3 thoughts on “The Residents – Duck Stab”

  1. Thank you Todd for one of the clearest(and appropriately cautionary) reviews of The Residents that I’ve ever read. For years I talked about this band with the inevitable preface “I am NOT recommending this music” because I didn’t want to be responsible for someone spending money on music that was just so fucking weird. But when I DID occasionally recommend them, it was always

    Duckstab/Buster & Glen I suggested, because that’s clearly the “gateway” album for the band.

    I still have all this stuff on vinyl-only and so don’t listen to it, and yet many, many years later random refrains still rise to the surface of my brain (“Walking women want to see the Southern Cross at night” …or “Here I come, Constantinople”, a fantastic cover later referenced more or less by They Might Be Giants, who have mentioned the Residents…or “Semolina, loves the sea shore”).

    Anyway, great stuff. I’m glad to know it’s available on CD, and to read someone talking about this band.

    Who I don’t recommend.

    Jonas

  2. I know exactly what you mean about those random refrains. For no reason at all, I will often whip out one of those lyrics that we tried so hard to decipher, thoroughly confusing anyone within earshot. I feel a little saner knowing there are others out there that experience these minor fits of recall, especially from bands like The Residents.

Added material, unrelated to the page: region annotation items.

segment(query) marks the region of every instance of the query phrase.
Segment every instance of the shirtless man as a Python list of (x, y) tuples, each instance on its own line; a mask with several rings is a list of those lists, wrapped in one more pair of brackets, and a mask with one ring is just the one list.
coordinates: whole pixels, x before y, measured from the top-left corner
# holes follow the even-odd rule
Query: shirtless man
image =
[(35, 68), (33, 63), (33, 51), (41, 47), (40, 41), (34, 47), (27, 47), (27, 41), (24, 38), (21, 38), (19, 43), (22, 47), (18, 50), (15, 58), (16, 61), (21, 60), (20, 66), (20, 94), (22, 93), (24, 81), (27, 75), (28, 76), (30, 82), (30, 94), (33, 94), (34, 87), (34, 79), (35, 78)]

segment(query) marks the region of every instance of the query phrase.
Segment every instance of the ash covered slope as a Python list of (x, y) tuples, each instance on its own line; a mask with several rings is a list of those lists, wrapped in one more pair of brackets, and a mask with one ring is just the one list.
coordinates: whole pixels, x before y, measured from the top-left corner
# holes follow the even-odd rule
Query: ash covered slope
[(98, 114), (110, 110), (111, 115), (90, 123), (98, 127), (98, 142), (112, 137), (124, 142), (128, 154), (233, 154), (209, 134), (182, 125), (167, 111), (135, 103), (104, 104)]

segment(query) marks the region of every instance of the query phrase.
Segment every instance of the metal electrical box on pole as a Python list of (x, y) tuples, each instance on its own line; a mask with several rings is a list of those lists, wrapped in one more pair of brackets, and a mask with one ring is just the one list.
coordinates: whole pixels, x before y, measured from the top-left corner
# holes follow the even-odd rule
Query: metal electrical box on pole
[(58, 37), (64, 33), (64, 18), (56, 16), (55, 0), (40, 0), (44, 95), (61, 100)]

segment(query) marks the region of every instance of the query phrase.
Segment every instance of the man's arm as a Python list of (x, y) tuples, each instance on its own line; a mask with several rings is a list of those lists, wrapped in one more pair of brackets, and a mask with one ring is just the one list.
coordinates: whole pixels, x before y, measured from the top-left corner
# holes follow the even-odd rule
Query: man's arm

    Barely related: there are black & white photos inside this edition from a shoot circa ’72 that I found deeply disturbing for some reason. They weren’t offensive or all that shocking, but it did hint that the band consisted of actual humans, occasionally modeling in fairly artsy and homoerotic poses. There is one of the actual cover shot without all of the coloring. You could see a sharper image of the knife-welding subject, including a his very demonic and empty grin. I found that one to be the most disturbing.

  3. I can see why that might be disturbing despite not being explicit. I was leaning toward buying it via iTunes anyway, now that the lyrics can be found online, and now I definitely will…

    I did remember later after my post that I actually wrote Ralph Records once and they sent me a giant wad of press clippings, plus a single of their cover of Satisfaction (which makes Devo’s seems so very normal). I can’t recall the B-side, but now I’m going to go see if I can dig it up, though I think I may have tossed all my 45’s at some point.

    And finally, on yet another tangent, I followed the Glono link to the Residents’ home page to discover that in October they’re playing at a venue that’s about 10 minutes from my house. It’s mightily tempting, even though I generally don’t like going to shows alone…it also feels like it might be more art performance than musical experience.